Recently, I’ve been distracted by reading Paul Graham’s essays as a result of a Tim Bray posting.
My interests have been serious piqued as a result of one of his themes of using Lisp to write web applications. As a higher order language, the theory is that programmers will be more productive and that given the types of programmers who learn Lisp, you can attract better programmers.
It is a very interesting argument. Something that I’ve been giving lots of thought. My interests at the moment are in learning to write native Mac OS X applications. Python fell in my lap as an option mostly due to my background in Miranda and then the more popular (and powerful, useful, free) Haskell.
Part of my motivation behind learning Cocoa programming has been to write a native application that talks to a web based back end. For some tasks, I’m still not convinced that a web browser is the Right Thing, regardless of how much AJAX code you put in place. This is why the Cocoa apps I’ve been writing have typically avoided building their own data layer. One is built on regular expressions and the other on Address Book and iCal.

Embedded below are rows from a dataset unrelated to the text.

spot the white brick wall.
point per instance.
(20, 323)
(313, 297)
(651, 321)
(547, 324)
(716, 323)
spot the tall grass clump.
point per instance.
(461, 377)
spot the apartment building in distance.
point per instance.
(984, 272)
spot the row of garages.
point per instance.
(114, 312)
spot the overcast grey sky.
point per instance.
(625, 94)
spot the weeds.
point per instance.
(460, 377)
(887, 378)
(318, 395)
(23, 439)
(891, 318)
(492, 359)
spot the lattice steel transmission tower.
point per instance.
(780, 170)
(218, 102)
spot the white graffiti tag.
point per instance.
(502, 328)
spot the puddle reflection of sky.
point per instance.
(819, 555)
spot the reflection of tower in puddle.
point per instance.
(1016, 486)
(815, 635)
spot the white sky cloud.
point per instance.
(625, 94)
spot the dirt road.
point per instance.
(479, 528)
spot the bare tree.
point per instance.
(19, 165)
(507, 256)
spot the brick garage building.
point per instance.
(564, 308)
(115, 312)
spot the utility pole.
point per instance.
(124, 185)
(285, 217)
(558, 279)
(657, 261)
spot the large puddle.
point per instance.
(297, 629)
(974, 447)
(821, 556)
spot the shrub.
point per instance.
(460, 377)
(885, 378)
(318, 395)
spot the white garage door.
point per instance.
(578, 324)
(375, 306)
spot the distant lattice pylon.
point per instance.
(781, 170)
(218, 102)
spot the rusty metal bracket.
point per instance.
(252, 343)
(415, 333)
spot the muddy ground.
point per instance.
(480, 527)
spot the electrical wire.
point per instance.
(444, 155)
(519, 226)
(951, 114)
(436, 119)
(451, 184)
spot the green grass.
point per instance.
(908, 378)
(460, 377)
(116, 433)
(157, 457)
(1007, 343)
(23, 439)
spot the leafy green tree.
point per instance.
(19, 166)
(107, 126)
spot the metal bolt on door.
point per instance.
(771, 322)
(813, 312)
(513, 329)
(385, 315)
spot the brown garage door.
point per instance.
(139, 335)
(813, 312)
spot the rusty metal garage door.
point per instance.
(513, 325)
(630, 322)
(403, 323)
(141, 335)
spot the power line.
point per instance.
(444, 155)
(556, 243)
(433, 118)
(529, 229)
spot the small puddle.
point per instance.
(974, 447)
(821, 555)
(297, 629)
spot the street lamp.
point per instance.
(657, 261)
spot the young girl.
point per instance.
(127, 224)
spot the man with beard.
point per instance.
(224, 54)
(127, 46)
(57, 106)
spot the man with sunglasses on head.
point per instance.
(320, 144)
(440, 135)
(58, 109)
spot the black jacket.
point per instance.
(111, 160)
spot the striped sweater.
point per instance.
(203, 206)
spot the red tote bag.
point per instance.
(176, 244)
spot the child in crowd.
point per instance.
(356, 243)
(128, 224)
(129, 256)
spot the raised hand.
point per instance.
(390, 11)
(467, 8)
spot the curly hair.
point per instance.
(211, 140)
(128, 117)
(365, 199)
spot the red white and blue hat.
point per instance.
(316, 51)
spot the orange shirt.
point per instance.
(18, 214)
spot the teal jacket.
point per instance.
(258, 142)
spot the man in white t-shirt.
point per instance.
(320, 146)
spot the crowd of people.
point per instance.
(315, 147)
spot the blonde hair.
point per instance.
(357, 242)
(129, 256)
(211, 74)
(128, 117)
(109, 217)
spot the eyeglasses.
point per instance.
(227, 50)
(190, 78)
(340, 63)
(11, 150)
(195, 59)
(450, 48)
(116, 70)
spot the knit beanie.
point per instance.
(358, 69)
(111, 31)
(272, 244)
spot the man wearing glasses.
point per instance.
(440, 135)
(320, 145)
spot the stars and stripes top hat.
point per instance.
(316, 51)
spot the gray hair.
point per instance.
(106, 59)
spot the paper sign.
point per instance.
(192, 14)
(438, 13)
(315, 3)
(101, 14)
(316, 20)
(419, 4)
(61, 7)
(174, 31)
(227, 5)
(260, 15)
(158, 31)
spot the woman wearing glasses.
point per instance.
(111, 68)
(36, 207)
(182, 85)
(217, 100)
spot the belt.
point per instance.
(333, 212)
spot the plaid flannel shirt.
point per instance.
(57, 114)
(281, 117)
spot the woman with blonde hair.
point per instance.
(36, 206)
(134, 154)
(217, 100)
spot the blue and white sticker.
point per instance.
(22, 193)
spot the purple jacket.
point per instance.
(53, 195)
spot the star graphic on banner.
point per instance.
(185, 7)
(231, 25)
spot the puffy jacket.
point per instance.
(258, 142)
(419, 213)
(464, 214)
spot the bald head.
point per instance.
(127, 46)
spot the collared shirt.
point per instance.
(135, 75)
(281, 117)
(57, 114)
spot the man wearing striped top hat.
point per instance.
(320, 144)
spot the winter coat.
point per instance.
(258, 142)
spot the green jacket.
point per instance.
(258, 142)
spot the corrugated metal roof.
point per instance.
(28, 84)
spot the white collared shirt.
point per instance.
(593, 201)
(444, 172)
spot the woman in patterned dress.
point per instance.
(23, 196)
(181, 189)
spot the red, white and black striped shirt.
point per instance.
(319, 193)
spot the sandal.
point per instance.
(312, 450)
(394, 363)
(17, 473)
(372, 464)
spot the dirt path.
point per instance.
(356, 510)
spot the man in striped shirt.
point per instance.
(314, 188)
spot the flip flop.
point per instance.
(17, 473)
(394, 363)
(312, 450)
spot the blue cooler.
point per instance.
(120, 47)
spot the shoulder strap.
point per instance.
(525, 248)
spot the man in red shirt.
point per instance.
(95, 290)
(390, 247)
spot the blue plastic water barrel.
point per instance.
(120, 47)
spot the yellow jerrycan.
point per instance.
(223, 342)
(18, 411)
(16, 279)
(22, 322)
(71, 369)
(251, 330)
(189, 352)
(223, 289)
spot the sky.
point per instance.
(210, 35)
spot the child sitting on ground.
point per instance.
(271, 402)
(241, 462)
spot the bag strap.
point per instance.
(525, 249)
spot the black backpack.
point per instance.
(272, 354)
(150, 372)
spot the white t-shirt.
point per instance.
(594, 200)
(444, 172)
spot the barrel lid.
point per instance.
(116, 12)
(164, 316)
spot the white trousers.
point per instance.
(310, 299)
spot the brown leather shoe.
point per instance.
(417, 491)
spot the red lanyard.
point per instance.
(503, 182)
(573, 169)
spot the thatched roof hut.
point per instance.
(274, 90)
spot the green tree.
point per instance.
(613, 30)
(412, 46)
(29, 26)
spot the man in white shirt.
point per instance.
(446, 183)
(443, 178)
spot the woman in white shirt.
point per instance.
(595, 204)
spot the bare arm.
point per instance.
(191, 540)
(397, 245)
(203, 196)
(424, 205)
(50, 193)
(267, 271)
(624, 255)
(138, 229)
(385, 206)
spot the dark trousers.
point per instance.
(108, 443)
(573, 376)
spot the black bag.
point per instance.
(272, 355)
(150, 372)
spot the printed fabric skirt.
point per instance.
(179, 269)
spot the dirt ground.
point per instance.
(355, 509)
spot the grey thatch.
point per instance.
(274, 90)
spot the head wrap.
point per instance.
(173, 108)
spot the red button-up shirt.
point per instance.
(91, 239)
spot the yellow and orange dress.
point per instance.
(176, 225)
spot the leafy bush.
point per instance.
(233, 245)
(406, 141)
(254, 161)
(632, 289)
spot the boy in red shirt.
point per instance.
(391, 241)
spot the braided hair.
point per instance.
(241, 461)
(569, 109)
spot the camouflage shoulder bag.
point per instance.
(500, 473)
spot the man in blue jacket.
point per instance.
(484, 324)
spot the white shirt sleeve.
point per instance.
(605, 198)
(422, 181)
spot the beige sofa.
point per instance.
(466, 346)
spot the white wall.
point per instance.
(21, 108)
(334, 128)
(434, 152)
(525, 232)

The bit I’ve been avoiding is writing the back end. Past experiences on this have been in Perl, which is useful, but I just don’t like. I’d rather not have to put $ signs everywhere.

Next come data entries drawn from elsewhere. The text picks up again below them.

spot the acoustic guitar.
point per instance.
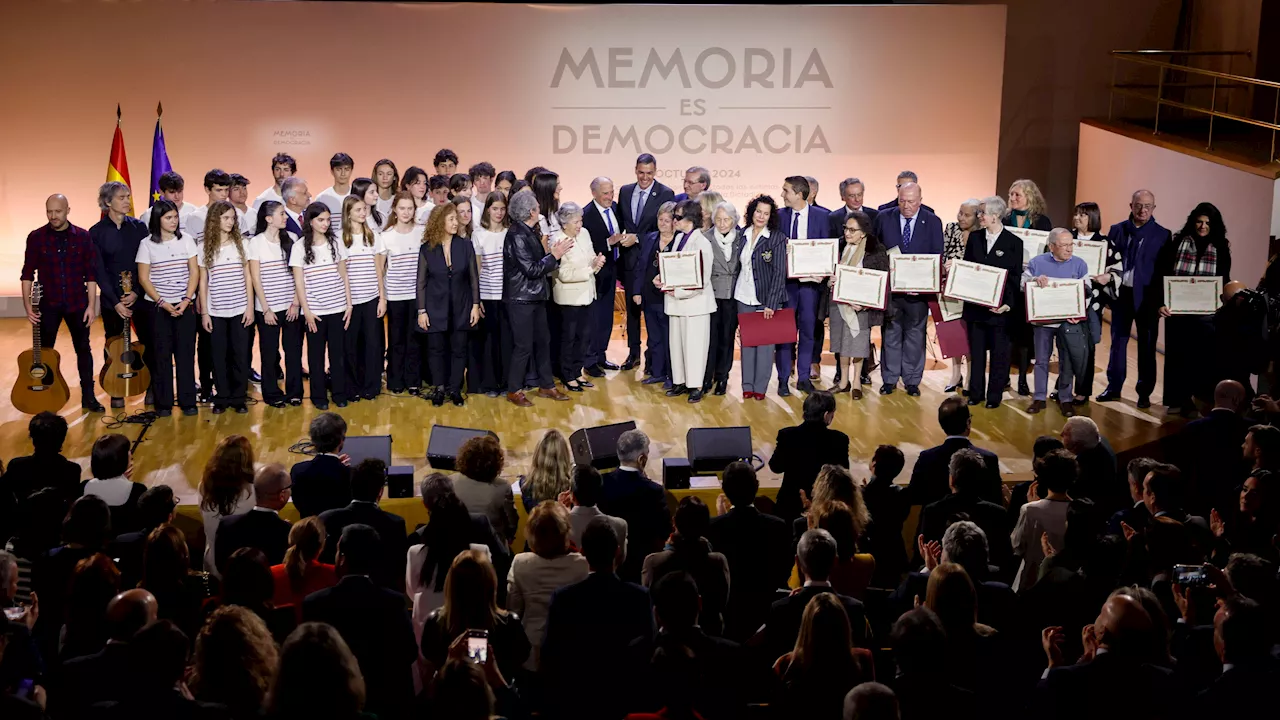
(40, 383)
(124, 374)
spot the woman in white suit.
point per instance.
(689, 310)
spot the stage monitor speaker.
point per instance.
(598, 446)
(400, 481)
(442, 447)
(711, 450)
(676, 473)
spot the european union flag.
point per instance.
(159, 159)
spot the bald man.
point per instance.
(63, 259)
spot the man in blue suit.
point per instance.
(1138, 241)
(913, 229)
(800, 220)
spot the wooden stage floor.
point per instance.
(176, 449)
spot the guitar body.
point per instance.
(40, 383)
(126, 376)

Python seems to have the clean aspect and enough libraries for doing things so I’d been assuming that I’d use Python for the back end too. However, most of my thinking in Python is really derived from my Haskell days, so why not write the back end in Haskell?

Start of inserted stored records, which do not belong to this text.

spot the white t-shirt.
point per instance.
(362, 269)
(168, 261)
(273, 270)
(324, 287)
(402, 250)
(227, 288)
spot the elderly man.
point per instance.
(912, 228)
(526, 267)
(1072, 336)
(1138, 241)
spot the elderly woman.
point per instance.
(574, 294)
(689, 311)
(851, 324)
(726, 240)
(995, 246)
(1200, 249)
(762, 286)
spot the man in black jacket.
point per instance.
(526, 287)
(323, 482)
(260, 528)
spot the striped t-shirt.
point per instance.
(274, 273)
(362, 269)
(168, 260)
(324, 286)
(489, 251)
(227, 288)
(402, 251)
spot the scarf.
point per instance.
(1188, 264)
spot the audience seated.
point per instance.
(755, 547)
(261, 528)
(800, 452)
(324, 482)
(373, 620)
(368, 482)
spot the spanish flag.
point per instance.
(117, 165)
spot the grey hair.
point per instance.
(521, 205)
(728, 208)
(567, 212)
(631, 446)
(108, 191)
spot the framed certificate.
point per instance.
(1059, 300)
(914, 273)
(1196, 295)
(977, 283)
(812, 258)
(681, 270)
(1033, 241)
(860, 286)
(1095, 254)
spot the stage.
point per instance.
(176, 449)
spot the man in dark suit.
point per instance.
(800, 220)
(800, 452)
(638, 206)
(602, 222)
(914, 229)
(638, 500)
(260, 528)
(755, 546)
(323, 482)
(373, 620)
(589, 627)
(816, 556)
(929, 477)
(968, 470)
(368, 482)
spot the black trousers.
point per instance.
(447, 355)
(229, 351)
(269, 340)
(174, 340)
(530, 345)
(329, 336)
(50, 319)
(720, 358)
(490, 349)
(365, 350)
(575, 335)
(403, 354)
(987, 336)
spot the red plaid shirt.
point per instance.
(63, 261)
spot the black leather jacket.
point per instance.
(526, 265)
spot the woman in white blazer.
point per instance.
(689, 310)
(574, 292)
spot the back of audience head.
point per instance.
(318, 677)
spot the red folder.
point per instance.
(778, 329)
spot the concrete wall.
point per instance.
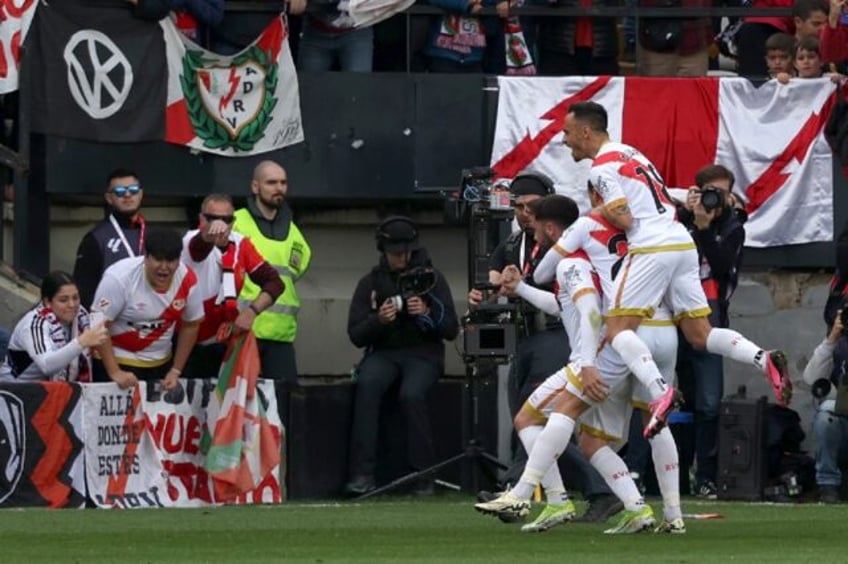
(774, 309)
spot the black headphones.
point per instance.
(542, 179)
(383, 236)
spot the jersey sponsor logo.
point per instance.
(146, 328)
(573, 278)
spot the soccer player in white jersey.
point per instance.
(143, 300)
(662, 263)
(581, 310)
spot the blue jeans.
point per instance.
(708, 370)
(831, 434)
(319, 50)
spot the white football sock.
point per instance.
(638, 359)
(667, 468)
(615, 473)
(550, 443)
(731, 344)
(551, 481)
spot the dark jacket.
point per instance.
(418, 335)
(99, 249)
(558, 33)
(720, 256)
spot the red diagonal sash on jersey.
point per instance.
(134, 342)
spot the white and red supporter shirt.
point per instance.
(143, 319)
(245, 260)
(624, 176)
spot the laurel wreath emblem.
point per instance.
(213, 133)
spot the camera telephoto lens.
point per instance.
(710, 199)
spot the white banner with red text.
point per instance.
(143, 448)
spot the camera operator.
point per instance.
(401, 313)
(714, 220)
(825, 372)
(542, 348)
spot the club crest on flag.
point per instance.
(230, 107)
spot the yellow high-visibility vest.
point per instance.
(290, 258)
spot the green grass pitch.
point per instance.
(442, 529)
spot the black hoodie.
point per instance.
(420, 335)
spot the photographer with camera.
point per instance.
(827, 375)
(715, 223)
(401, 314)
(542, 348)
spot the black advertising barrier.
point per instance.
(41, 447)
(61, 443)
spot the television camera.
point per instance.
(485, 206)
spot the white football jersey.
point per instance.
(605, 247)
(624, 176)
(575, 279)
(144, 319)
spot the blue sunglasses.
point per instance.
(121, 191)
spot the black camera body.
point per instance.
(416, 281)
(490, 331)
(478, 195)
(711, 198)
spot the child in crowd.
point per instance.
(779, 50)
(808, 63)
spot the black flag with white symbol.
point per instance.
(96, 73)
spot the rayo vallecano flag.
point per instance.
(15, 18)
(237, 105)
(771, 137)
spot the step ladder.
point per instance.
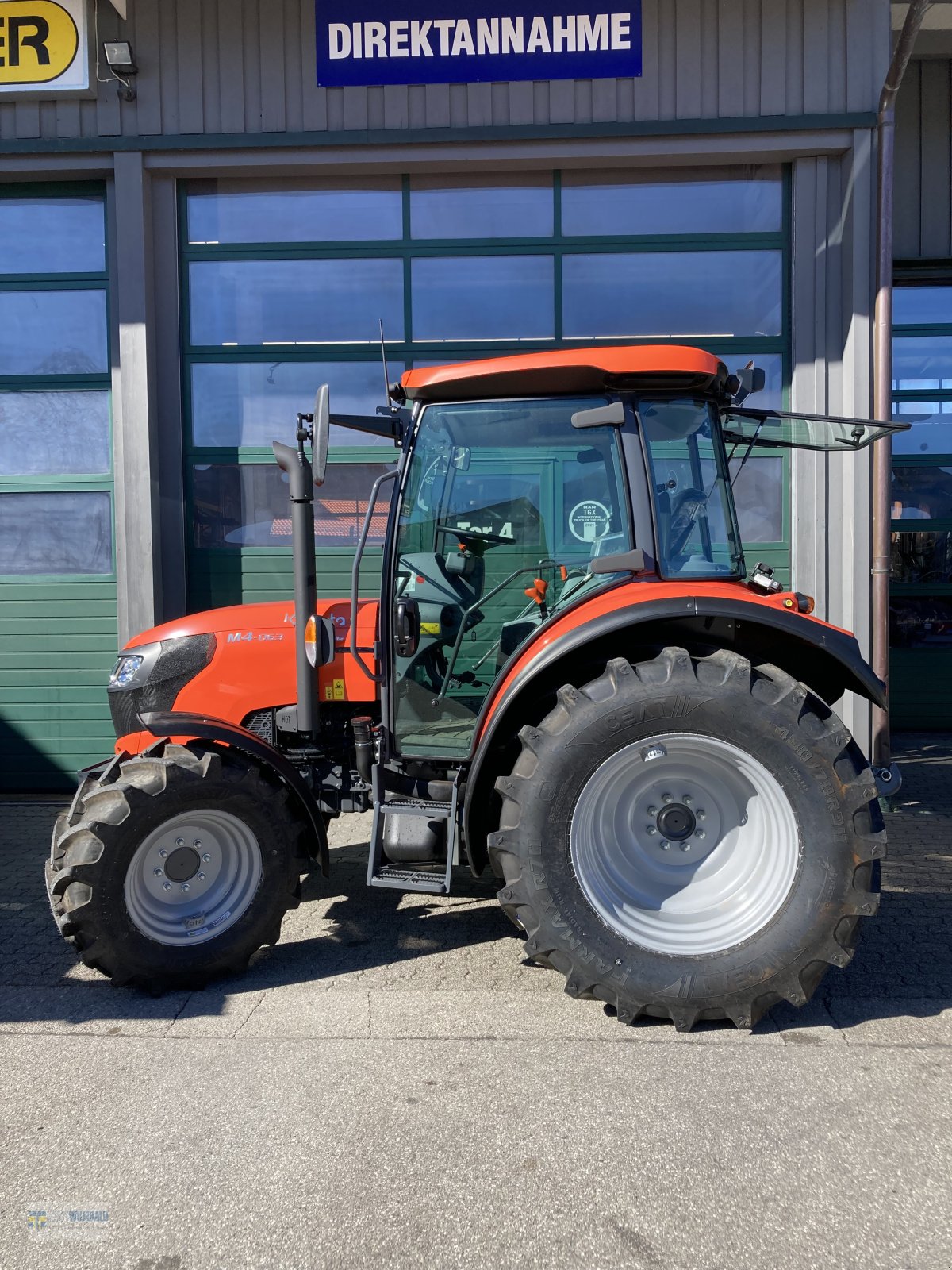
(406, 876)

I also may have been distracted somewhat by a few other developments such as Ruby on Rails and Django, as even with a thick client in Cocoa talking to a back end, in this day and age, an application really should have a web based version too.
Investigation has also gone into using XUL as it is both web based, cross platform and somewhat richer than AJAX.
All in all, it is a happy time to be in where there is such a wide range of equally valid choices. It now comes down to a question of tradeoffs.